特筆すべきはリューズで,引き上げたときに巻き真にカバーがついていました(最後の画像参照).おそらく防水を考慮した仕様なのだと思います.ラグも可動式のちょっと変わった感じです.
簡易クロノグラフ機能は,2時位置のプッシュボタンを押している間は秒針が停止し,離すと動き出します.また,4時位置のプッシュボタンを押すと秒針がリセットされ帰零します.ですので,クロノグラフというよりも,フライバックという表現の方が近いと思います.
ムーブメントは ETA 1168 で,これをシースルーバックの裏蓋から覗くことができます.積算計が付いていない簡易クロノグラフのためか,このムーブメントを搭載した時計は,To Stop Time には「False Chronograph」として紹介されています(^^;;;).確かに使ってみた感じはクロノグラフではなく,フライバックでした.ETA
1168 は,おそらく ETA 1100 に簡易クロノグラフ機構を付加したムーブメントだと思います.ただ,現行のモジュールクロノグラフと異なり,クロノグラフ機構は文字盤側ではなく裏蓋側に付加されていますので,裏から眺めることができます.
簡易クロノグラフ(フライバック)の仕組みは単純で,秒針(4番車)と同軸に大きなハートカムを,4時位置プッシュボタンの先に小さなハートカムを入れ,プッシュボタンを押すことで小さなハートカムが大きなハートカムを動かしてリセットする仕組みです.秒針は,1秒から30秒までは逆進,31秒から59秒までは順進方向に動いてリセットされます.機構が単純なので,リセットのタッチも非常に軽くなっています.

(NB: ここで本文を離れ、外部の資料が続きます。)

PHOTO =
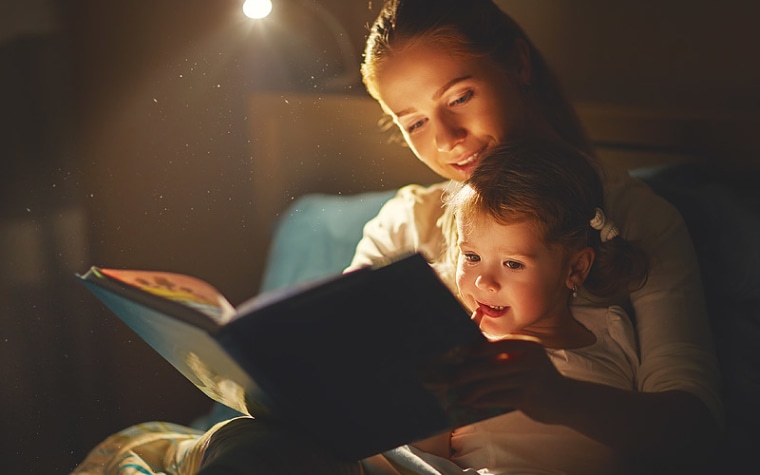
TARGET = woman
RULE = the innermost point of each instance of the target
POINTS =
(459, 77)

受けにはコート・ド・ジュネーブが,地板にはペルラージュが施されていて,しかも,受け石にはシャトンリングまで入っていて,さすがはエクセルシオ・パークと思わせる上質な仕上げです.輪列受けをぶち抜いて作られた簡易クロノグラフ機構は,あまりにも人工的なので美しくはありませんが,これはこれで面白いと思います.また,4番車の同軸の大きなハートカムが回る様子もなかなかのものだと思います.5振動でチラネジ付きテンプです.ヒゲゼンマイはブルースチールです.
決して審美的なムーブメントとは思えませんが,オールドストックムーブメントが流行していて,しかもその中でもクロノグラフムーブメントがもてはやされている今となっては,かえって新鮮なムーブメントだと思います.なお,このムーブメントを搭載した時計は結構安く売られていますし,この時計もそれほど高価ではありませんでした.
一応,デッドストックを入手したのですが,残念ながら小傷も多く,ケースに変色がありました.ただ,私は傷・変色も目立たなければそれほど気になりませんし,金磨き布で磨いたら,かなり綺麗になりました(^^).また,このムーブメントの仕様だとは思いますが,秒針を自由に動かしているときには精度がむちゃくちゃです.時分針と秒針の連動がかなり甘いように感じます.だからこそ,フライバック機能が必要な時計だとも思います(^^;;;)...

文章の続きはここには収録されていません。